The ship’s bigger on the inside than the outside: goody. I don’t know if it’s been said, but in all of the future stuff (including other ST lines) there has been little improvement. Ships get slightly sleeker, technobabble gets more improbable, but ever since TNG, there has not been too much change in the basic technology structure. This is a real improvement: space saving technology. I guess Earth gets pretty overcrowded in the 31st century…or maybe the idea was from Denobula.
Daniels ex machina…bearable. The “it’s unlikely that we could reproduce…humans and Vulcans, I mean” put me back in A night in sickbay mode, but it did make this episode much better in comparison.
Suliban cloaking devices are sure handy: they can cover up idiotic moves by the command of the ship. Anyone notice the similarity of the Suliban and Tholian ship? I guess all Future Faction ships have that design…
I liked the Phlox/T’pol scene, showing the differences between their cultures’ thinking. Phlox’s snorting seems a bit more than usual, though. Subtlety is at a premium in B&B Land, I suppose
Oh yes, before I forget, I really liked the new music in this episode. Maybe it’s just the novelty factor, but still. I was rather jarring to hear the “panic theme” in the cutting-through-the-door scene.
Temporal discombobulation with the ship, well done. I also liked the future-knowing conversation. But, yes, I suppose pens will be called trans-phasic writing utensils in the future. Doesn’t bode well for Luddites.
I expected a Vulcans-to-the-rescue ending as well, although as soon as the damages ship popped up, I thought that Archer would play the two species off of one another. Guess they did the work for him. Lucky bastage.
The ending was a remarkable show of sci-fi restraint. The ship’s disappearance was much more eerie (well, sort of) and effective.

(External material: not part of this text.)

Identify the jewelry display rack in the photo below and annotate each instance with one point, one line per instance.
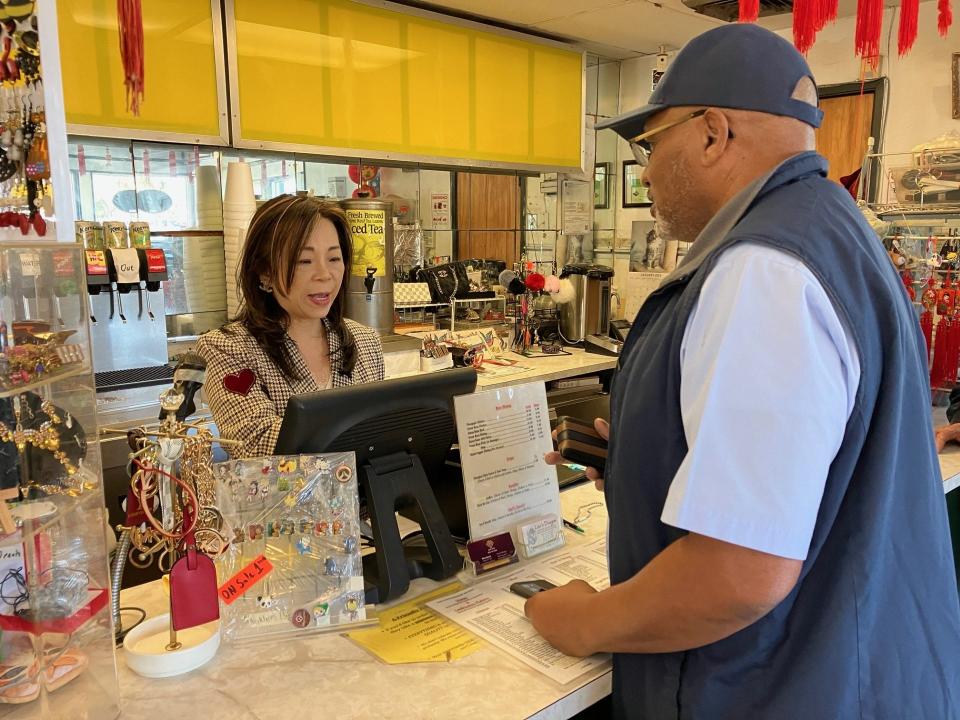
(917, 215)
(57, 640)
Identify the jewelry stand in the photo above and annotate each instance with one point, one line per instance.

The dinner-cum-wrap-up scene was a mixed bag. Trip’s “they sure did it fast” was really quite heavy handed, as was Archer’s response. I suppose that the producers were trying to cater to a broad audience, but if people cannot figure out that time travelers can take all of the time they need, they probably would not be watching Enterprise (unless for the decon scenes).
On the other hand, the last few lines were very nice. Archer apologizing to the High Command shows that he is more willing, at least, to work with the Vulcans, which will probably be a story arc until the founding of the Federation. This may be a key point in reducing Vulcans to “the intellectual PUPPETS of the Federation” a la STIV.
One major gripe, though. If it is possible for species to mate and not produce sterile offspring (was Spock sterile? No sarcasm in this parenthesis) they are no longer considered separate species. A species is defined as a group in which all members can successfully reproduce. Humans, Vulcans, Klingons, and (I guess) most other low-budget-aliens-with-forehead-modifications would be considered one species.
Whoo-hoo! the tape actually recorded this episode. After tests and what not, i might actually get to watch it Wed.
Athelas– I didn’t see the ship as being extradimensional so that they could save space; I thought they built it that way, with most of it in another subspace and just the teensiest bit of a periscope peeking out so that they could fly around and spy on things, virtually undetected.
There was a geometric solid in Calculus that had an infinite volume and a finite surface area. A sack that you could put everything in and still carry around.
They must have figured out how to build one.
Maybe you didn’t have to move all that mass around or something equally cool.
Bag of holding. I got one in my current D&D campaign…
::d&r::
Probably borrowed that sack from Santa…
Impulsive BUMP
I used to know a girl who…never mind. Damn snow!